ValueError: Provided exogenous values are not of the appropriate shape. Required (5, 10), got ().

The previous program is Throwing error, because the values are not within the range of the the valid values

Resolving the issue of providing values for the indepenent variables

    Historical Averages: Calculate the historical averages for each independent variable and use these averages as constant values for the future time points. While this approach assumes that the future values will be similar to historical averages, it can serve as a simple baseline.

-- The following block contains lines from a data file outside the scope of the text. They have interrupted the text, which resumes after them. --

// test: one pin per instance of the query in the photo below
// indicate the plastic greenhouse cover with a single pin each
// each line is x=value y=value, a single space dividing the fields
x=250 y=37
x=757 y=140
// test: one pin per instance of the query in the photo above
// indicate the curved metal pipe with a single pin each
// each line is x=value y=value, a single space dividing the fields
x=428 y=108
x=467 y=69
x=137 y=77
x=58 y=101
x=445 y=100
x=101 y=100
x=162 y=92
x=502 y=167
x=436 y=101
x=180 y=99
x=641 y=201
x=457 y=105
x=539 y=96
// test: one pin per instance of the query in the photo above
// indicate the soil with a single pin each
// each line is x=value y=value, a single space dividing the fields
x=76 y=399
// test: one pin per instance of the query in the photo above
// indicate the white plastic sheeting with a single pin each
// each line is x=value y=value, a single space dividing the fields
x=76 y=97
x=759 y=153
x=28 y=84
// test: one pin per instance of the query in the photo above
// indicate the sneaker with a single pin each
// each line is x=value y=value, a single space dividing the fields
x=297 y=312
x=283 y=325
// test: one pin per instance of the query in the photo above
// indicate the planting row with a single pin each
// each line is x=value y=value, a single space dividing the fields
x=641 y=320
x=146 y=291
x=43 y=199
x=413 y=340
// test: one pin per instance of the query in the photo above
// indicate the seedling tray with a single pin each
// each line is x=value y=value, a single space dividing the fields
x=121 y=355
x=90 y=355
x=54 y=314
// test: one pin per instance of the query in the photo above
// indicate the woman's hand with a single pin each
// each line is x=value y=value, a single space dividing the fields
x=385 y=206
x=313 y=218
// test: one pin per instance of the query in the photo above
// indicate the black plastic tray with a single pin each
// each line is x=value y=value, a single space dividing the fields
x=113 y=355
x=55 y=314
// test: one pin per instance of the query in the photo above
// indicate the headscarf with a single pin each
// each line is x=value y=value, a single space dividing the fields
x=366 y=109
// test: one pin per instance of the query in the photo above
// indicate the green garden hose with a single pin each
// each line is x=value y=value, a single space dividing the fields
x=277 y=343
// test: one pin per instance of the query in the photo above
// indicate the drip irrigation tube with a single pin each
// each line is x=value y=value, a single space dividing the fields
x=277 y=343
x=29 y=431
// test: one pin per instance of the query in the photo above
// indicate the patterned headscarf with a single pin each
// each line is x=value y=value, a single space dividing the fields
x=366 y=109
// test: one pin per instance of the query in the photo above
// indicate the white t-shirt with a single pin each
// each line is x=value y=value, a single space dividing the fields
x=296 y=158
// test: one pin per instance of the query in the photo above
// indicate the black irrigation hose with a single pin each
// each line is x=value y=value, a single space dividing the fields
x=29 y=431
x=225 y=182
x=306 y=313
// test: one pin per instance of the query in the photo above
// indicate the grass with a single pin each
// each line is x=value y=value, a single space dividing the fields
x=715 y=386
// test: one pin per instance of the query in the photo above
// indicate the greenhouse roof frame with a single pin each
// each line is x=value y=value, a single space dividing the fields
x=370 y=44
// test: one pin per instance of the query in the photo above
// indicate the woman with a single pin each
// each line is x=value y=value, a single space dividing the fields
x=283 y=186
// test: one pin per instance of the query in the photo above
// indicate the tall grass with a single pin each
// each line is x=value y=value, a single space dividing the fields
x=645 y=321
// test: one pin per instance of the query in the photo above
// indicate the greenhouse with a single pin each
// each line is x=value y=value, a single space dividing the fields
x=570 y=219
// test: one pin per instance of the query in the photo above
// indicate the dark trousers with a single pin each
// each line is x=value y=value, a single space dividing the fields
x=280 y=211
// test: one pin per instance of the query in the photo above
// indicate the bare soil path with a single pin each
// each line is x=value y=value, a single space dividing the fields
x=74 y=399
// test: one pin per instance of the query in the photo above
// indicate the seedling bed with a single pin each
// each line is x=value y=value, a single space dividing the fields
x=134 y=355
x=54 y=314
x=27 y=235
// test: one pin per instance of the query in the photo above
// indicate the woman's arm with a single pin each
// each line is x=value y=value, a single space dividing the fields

    Seasonal Decomposition: If your data exhibits seasonal patterns, you can use seasonal decomposition techniques to identify the seasonal component and then use this component to estimate future values. For example, you can use seasonal decomposition of time series (STL) or other decomposition methods to capture seasonal patterns and then extrapolate them into the future.

    Forecasting Models: Use forecasting models for each independent variable to predict their future values. For example, you can use autoregressive integrated moving average (ARIMA) models or other time series forecasting techniques to predict the future values of each feature. This approach takes into account the temporal dependencies in the data.

    Machine Learning: Train machine learning models to predict the independent variables based on historical data. Depending on the nature of your data, you can use regression models or time series forecasting algorithms to make predictions for the future time points.

    Domain Expertise: If you have domain knowledge or access to subject matter experts, you can consult them to make reasonable assumptions about the future values of the independent variables based on their expertise.